1. Penal Code section 800 has been amended several times since 1969. It now provides: ‘An indictment for any felony, except murder, voluntary manslaughter, involuntary manslaughter, the embezzlement of public money, the acceptance of a bribe by a public official or a public employee, grand theft, forgery, the falsification of public records, a violation of Section 72, 118, 118a, or 209 of the Penal Code, or Sectionn 1090 or 27443 of the Government Code, shall be found, an information filed, or case certified to the superior court within three years after its commission. An indictment for the acceptance of a bribe by a public official or a public employee, a felony, shall be found, an information filed, or case certified to the superior court within six years after its commission.
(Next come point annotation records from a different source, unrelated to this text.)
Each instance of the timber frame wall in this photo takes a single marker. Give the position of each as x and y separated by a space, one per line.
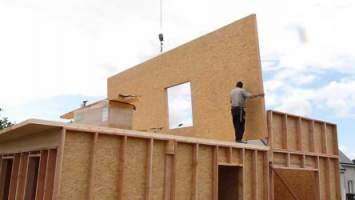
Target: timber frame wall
299 143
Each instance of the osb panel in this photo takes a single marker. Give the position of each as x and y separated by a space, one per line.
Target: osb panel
106 167
279 159
31 142
311 162
292 133
135 169
333 172
183 172
223 154
301 183
204 168
277 132
306 135
323 179
296 160
237 156
317 137
249 187
331 140
260 167
212 64
158 170
75 169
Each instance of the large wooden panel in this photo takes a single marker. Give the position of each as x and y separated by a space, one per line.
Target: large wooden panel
212 63
106 165
296 133
184 169
75 169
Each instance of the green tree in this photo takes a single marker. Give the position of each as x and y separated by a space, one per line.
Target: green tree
4 122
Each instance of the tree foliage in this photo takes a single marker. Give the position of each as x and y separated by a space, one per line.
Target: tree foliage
4 122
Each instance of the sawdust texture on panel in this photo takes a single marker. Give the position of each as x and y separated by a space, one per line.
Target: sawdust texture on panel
157 190
135 169
106 167
249 174
44 140
292 133
76 166
300 183
212 64
306 135
205 169
184 166
260 175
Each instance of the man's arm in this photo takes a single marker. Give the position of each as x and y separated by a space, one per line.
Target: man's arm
256 95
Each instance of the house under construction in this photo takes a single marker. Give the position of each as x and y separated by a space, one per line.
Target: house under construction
123 147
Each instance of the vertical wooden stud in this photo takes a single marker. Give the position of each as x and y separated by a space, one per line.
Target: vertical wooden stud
14 175
22 176
149 169
317 188
311 137
299 135
285 132
59 164
92 167
121 166
324 138
195 172
41 175
215 173
255 174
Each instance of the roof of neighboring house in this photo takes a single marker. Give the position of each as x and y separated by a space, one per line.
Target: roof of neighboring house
344 159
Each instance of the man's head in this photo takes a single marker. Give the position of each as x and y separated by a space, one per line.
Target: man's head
239 84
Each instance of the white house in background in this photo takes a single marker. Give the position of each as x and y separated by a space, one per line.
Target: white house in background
347 177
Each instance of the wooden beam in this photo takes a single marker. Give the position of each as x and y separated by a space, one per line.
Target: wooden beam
121 166
311 137
150 148
230 155
244 174
285 132
92 167
317 177
299 134
59 164
215 174
22 176
255 175
195 172
50 174
324 138
41 175
14 174
294 196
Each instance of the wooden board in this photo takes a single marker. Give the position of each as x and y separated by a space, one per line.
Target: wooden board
212 64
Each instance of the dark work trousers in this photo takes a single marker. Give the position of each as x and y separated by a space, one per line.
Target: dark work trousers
238 115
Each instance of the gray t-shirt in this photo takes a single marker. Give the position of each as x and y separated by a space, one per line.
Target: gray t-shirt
239 96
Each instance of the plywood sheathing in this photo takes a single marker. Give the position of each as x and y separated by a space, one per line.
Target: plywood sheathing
152 169
212 64
302 144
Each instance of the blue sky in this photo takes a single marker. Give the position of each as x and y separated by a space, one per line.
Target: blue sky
54 54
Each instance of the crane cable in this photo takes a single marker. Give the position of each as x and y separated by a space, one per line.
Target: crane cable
161 36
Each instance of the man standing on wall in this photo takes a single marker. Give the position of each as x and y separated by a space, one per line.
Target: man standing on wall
238 98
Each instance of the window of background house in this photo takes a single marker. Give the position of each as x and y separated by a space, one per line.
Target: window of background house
351 187
180 106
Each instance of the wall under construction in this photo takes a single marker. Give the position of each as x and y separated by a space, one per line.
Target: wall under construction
104 163
212 64
305 158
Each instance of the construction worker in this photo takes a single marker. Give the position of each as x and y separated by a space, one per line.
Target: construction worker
238 97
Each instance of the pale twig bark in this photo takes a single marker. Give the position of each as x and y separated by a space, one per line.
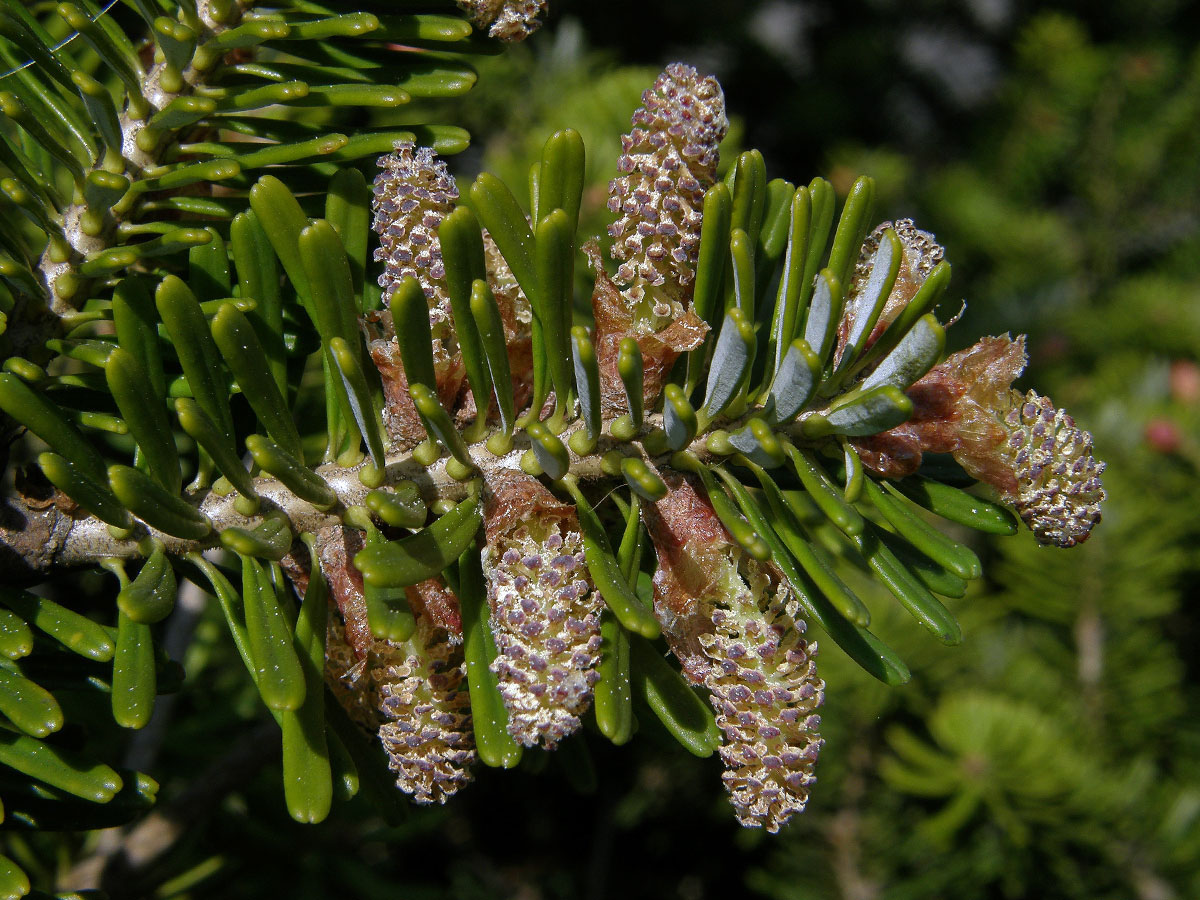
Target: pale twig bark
39 537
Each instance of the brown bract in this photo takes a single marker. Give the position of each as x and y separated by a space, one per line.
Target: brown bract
513 498
400 418
660 349
691 545
435 601
958 408
336 547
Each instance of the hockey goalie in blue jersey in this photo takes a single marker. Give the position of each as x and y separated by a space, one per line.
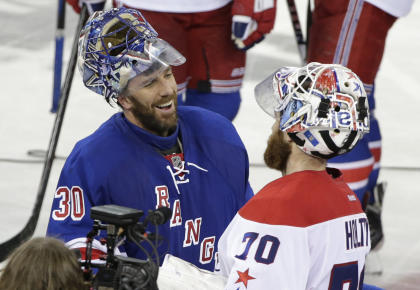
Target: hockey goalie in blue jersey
152 154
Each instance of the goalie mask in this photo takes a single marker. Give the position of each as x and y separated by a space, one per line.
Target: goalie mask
322 107
117 45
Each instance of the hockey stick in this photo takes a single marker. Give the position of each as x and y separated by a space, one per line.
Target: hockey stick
297 28
58 59
7 247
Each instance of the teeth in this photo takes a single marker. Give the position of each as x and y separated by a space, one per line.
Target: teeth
165 105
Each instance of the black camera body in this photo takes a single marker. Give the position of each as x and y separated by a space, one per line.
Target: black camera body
121 272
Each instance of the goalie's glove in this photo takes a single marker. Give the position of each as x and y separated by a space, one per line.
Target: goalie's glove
251 20
92 5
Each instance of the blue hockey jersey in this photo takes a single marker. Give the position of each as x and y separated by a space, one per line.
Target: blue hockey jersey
120 164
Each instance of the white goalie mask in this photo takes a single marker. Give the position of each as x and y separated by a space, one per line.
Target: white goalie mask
322 107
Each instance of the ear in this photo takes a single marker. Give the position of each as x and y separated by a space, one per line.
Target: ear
125 102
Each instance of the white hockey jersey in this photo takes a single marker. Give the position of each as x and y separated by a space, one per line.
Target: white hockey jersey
303 231
177 6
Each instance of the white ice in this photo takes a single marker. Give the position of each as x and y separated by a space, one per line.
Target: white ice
26 74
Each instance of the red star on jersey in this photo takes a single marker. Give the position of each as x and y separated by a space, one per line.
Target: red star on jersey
244 277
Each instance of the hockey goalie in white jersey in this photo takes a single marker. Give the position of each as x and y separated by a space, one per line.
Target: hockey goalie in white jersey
305 230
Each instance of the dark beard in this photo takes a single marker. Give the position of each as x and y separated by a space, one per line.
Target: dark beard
149 121
277 152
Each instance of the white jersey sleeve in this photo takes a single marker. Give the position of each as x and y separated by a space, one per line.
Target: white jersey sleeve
262 256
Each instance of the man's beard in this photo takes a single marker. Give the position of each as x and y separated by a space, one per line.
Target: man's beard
277 152
147 117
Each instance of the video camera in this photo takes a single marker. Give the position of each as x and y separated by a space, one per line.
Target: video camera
121 272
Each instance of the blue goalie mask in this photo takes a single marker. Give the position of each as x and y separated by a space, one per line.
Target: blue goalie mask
117 45
323 107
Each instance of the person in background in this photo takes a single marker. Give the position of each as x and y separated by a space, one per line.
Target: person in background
353 33
42 263
213 35
307 229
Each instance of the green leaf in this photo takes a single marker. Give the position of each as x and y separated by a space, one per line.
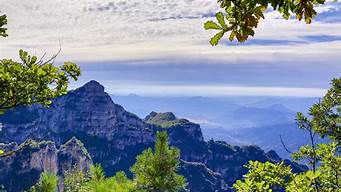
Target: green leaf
211 25
215 40
221 19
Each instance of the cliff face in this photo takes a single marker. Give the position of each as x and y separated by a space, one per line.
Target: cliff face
114 137
20 167
87 110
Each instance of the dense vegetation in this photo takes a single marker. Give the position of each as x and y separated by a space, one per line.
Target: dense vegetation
31 80
35 81
241 17
324 120
153 172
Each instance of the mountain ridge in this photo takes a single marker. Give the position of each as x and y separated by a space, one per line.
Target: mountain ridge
114 137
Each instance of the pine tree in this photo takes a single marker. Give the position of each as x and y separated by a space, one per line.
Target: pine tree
157 171
48 182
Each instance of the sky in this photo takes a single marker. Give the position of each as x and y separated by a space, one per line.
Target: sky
159 47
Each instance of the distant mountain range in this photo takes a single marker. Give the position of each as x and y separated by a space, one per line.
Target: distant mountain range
236 120
86 126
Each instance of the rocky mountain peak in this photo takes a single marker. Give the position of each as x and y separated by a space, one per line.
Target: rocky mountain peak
160 118
92 86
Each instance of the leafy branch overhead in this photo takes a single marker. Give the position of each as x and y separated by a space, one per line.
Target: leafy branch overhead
3 22
33 81
241 17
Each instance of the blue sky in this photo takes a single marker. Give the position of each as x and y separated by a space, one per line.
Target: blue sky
159 47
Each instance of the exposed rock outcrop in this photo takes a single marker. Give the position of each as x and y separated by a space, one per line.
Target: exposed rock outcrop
114 137
20 169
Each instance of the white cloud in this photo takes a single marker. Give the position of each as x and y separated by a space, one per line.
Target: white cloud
135 29
210 90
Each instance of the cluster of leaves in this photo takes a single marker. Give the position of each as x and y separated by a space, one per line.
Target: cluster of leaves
48 182
3 29
95 181
33 81
264 177
324 159
157 171
241 17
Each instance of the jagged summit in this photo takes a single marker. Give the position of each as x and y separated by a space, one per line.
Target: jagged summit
160 117
92 86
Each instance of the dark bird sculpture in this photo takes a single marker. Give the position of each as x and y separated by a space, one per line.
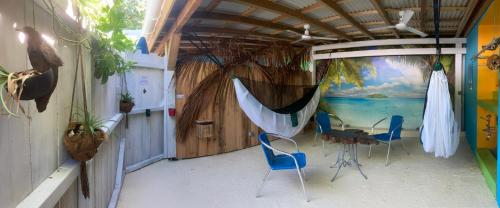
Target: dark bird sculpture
43 58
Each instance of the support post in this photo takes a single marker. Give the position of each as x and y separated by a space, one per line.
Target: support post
171 52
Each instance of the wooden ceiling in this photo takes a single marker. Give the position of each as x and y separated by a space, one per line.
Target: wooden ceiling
260 21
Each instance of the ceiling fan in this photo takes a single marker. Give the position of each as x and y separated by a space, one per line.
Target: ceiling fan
404 18
306 36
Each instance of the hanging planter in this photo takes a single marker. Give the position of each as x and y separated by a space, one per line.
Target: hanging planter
126 103
81 140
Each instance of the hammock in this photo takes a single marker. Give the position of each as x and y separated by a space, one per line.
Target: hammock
286 121
440 131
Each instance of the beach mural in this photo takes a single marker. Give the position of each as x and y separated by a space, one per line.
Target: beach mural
362 91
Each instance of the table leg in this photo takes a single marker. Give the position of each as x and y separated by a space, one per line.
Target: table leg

An indictment for grand theft, forgery, voluntary manslaughter, or involuntary manslaughter, a violation of Section 72, 118 or 118a of the Penal Code, or Section 1090 or 27443 of the Government Code, shall be found, an information filed, or case certified to the superior court within three years after its discovery.’
2. ‘REPORT OF THE ASSEMBLY CRIMINAL PROCEDURE COMMITTEE ON SENATE BILL 1154‘In order to indicate more fully its intent with respect to Senate Bill 1154, the Assembly Criminal Procedure Committee makes the following resport:‘That bill provides in part that an ‘indictment for grand theft shall be found, an information filed, or case certified to the superior court within three years after its discovery.’‘It is the intent of the Assembly Criminal Procedure Committee that the word ‘discovery’ as it is used in that bill shall be interpreted in the same manner as the word ‘discovery’ has been interpreted in Section 338 of the Code of Civil Procedure.'
FRIEDMAN, Associate Justice.
PUGLIA, P.J., and PARAS, J., concur.